If parent post is correct, though, the "innovation" being protected is basically "we used to send signal over wire. Now that both endpoints have LAN, I'll send that signal over the LAN".
That, like many other software patents, is not "obvious is retrospect". It's not even "obvious idea at the time", it's less than that. It's just inertia. It's a decisionless decision.
But aren't patents supposed to protect implementations of ideas, not the ideas themselves? So then "keeping state between autonomous devices connected via LAN" seems like a worthwhile implementation, regardless of whether all the individual components were already existing in other technology domains.
Besides, I don't think that consensus-based asynchronous state protocols like Paxos were widely available in 2003 (and even so, implementing Paxos on a resource-constrained device like e.g. an Arduino might still qualify for a patent in 2021).
> But aren't patents supposed to protect implementations of ideas, not the ideas themselves?

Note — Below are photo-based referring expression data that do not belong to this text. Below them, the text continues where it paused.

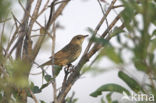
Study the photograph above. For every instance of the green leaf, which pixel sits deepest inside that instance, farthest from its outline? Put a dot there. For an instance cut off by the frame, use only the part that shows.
(130, 82)
(111, 54)
(57, 69)
(102, 100)
(44, 85)
(47, 77)
(36, 89)
(109, 87)
(108, 97)
(116, 31)
(42, 101)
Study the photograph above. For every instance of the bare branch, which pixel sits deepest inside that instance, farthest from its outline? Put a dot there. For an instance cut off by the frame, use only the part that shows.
(99, 25)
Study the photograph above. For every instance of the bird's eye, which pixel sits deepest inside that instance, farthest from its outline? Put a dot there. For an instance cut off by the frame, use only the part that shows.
(78, 38)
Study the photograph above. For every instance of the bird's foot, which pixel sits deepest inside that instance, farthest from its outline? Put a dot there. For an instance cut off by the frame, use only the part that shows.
(69, 68)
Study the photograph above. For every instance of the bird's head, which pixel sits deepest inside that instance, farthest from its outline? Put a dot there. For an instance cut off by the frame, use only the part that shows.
(78, 39)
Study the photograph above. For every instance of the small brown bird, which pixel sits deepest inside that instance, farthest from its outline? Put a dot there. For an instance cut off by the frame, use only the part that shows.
(69, 53)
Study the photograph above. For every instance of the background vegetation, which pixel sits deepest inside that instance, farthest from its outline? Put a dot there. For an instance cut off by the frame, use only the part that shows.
(17, 54)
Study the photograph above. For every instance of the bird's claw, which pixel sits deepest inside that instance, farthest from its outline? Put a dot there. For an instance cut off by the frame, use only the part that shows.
(69, 68)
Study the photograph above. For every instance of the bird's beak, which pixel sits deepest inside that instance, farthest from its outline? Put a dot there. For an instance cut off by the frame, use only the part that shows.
(85, 35)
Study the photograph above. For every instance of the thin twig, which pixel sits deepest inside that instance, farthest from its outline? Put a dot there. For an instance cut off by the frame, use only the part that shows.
(99, 25)
(33, 96)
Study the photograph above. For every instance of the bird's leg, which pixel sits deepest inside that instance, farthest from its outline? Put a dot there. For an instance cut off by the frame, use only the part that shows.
(71, 67)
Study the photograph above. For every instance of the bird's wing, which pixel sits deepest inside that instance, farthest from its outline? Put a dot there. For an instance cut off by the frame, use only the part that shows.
(63, 53)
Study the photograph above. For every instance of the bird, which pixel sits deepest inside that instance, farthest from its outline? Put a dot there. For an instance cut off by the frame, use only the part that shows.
(68, 54)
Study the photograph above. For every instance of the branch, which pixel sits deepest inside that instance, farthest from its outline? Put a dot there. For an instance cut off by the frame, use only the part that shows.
(99, 25)
(76, 73)
(33, 96)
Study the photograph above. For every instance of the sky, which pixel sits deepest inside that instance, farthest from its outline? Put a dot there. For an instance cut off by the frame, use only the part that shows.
(76, 18)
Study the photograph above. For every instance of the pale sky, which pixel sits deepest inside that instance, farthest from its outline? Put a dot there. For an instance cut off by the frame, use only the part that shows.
(76, 17)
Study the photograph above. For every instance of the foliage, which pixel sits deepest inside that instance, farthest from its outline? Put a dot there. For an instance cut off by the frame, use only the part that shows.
(18, 54)
(143, 47)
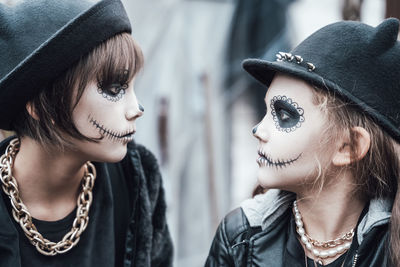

This is the problem with software patents. The border between ideas and implementation is not as clear.
Strictly the answer to your question is no. Copyright protects the implementation, and patents protect the ideas. But where's the difference between an idea, and a design?
For software, what's the difference between a design and the implementation? Sure, you may actually have a separate design (and not "the implementation is the design"), but in software the step from "design" to "implementation" isn't "manufacturing".
Sure, even for physical goods, and their patents, the patent is often not sufficient to create a working system.
For those holding software patents, they have to also list all ideas they have around that. Because there are patent trolls who check for new patents, and then file patents around that, creating a mine field so tight that you cannot even use your own invention.
Analogy: you patent a laser pointer, and immediately someone patents all possible use cases for a laser pointer they can think of (point at things during presentation, aim weapons, exercise cats[1], project things onto a wall, stick the laser pointer in a handheld device, have a button on the laser pointer, non-chargable batteries in the laser pointer, chargable batteries, mains powered, capacitor powered, etc… etc…
Anyway, a comment field is not sufficient to explore just why software don't fit well under the model of patents.
> For those holding software patents, they have to also list all ideas they have around that. > Because there are patent trolls who check for new patents, and then file patents around that, creating a mine field so tight that you cannot even use your own invention.
This is something I never understood. When someone submits those type of patents, the patent officer most certainly knows the 'prior art' original patent exists. So why is this not patent 'obviousness'?
Aside from how the patent office no longer checks for prior art, but lets court fight it out, there's also the fact that technically these are not duplicates of prior art.
Technically using a laser pointer to exercise a cat is a new invention. Technically after that exercising a dog is another invention.
But even when not as obvious as that, imagine that you file a patent for the phone, and immediately someone patents every "step two", like the phone exchange, the ring, etc, to the point where you can't actually use your invention without licensing the next step.
That's one reason patent applications can be vague. It's not that they are not going to do the next step, is that they are patenting step 1 now, and are "inventing" step two right after.
Because the patent office now pretty much just checks if something is the same as prior art and let's the issue of obviousness or usefulness be settled in litigation.
That, like many other software patents, is not "obvious is retrospect". It's not even "obvious idea at the time", it's less than that. It's just inertia. It's a decisionless decision.
It's patenting "not stepping in a puddle".